Research News Flash
Physical activity levels are low among persons with spinal cord injury. In order to increase physical activity levels, it is important to understand what barriers are preventing participation. The primary purpose of this study was to identify the most common exercise barriers, as well as which specifically decreased the likelihood of a person with spinal cord injury exercising (i.e. impact).
A total of 180 participants (63 percent men, 37 percent women) representing various degrees of spinal cord injury (56 percent paraplegia, 44 percent tetraplegia) completed a web-based survey on exercise barriers. Participants were additionally categorized as either “exercisers” or “non-exercisers.” Fourteen exercise barriers were evaluated. The five most common barriers were lack of energy, lack of motivation, lack of time, lack of knowledge on where to exercise, and cost of program. However, the five most common barriers were not among the five which most strongly decreased the likelihood of a person exercising.
The five most impactful barriers were very uncommon and included believing exercise would make a condition worse, being too lazy to exercise, believing exercise was too difficult, not knowing how to exercise, and lack of interest. However, three of the most common barriers did decrease the likelihood that a person was exercising: not knowing where to exercise, lack of motivation, and program cost.

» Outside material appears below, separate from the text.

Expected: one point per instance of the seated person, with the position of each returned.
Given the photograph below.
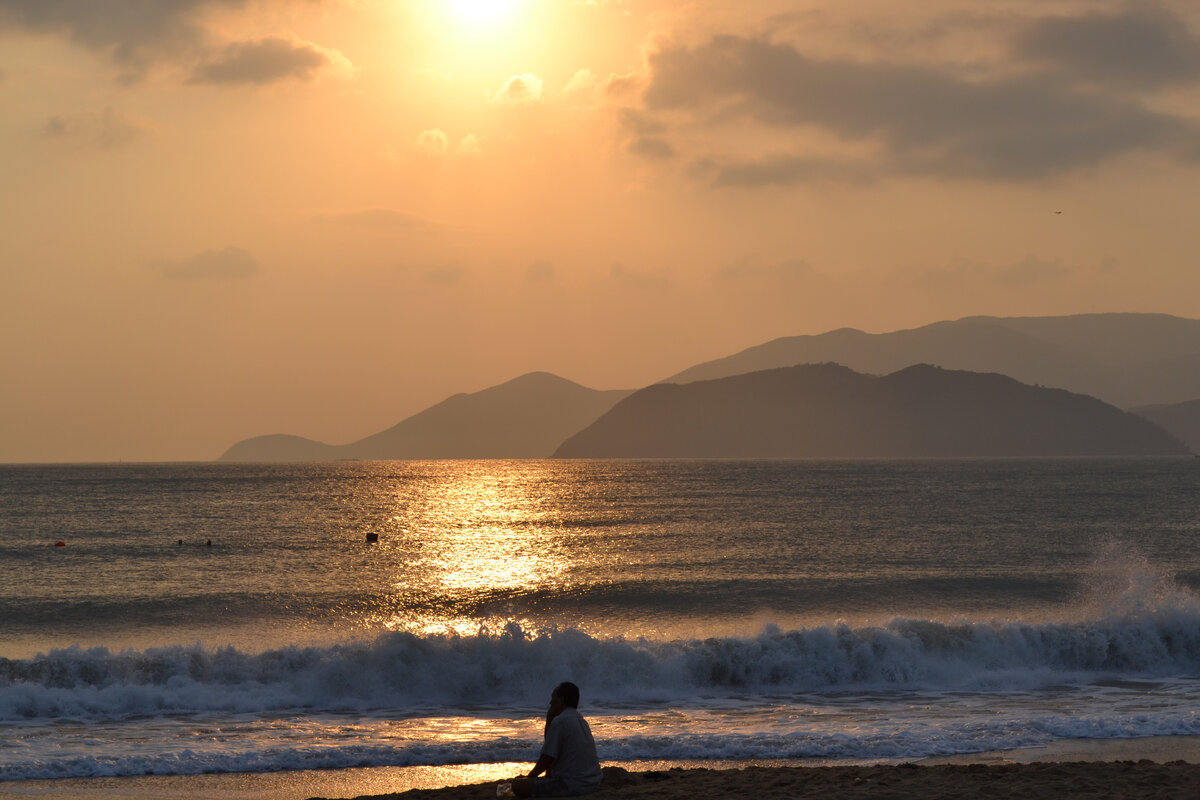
(568, 755)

The authors recommended focusing intervention efforts on removing barriers in the forms of lack of knowledge and program cost, since these barriers were very common, affected the likelihood a person would not be exercising, and could be more easily addressed than lack of motivation.
Cowan, R. E., Nash, M. S., Anderson, K. D. (2013). Exercise participation barrier prevalence and association with exercise participation status in individuals with spinal cord injury. Spinal Cord, 51(1), 27-32.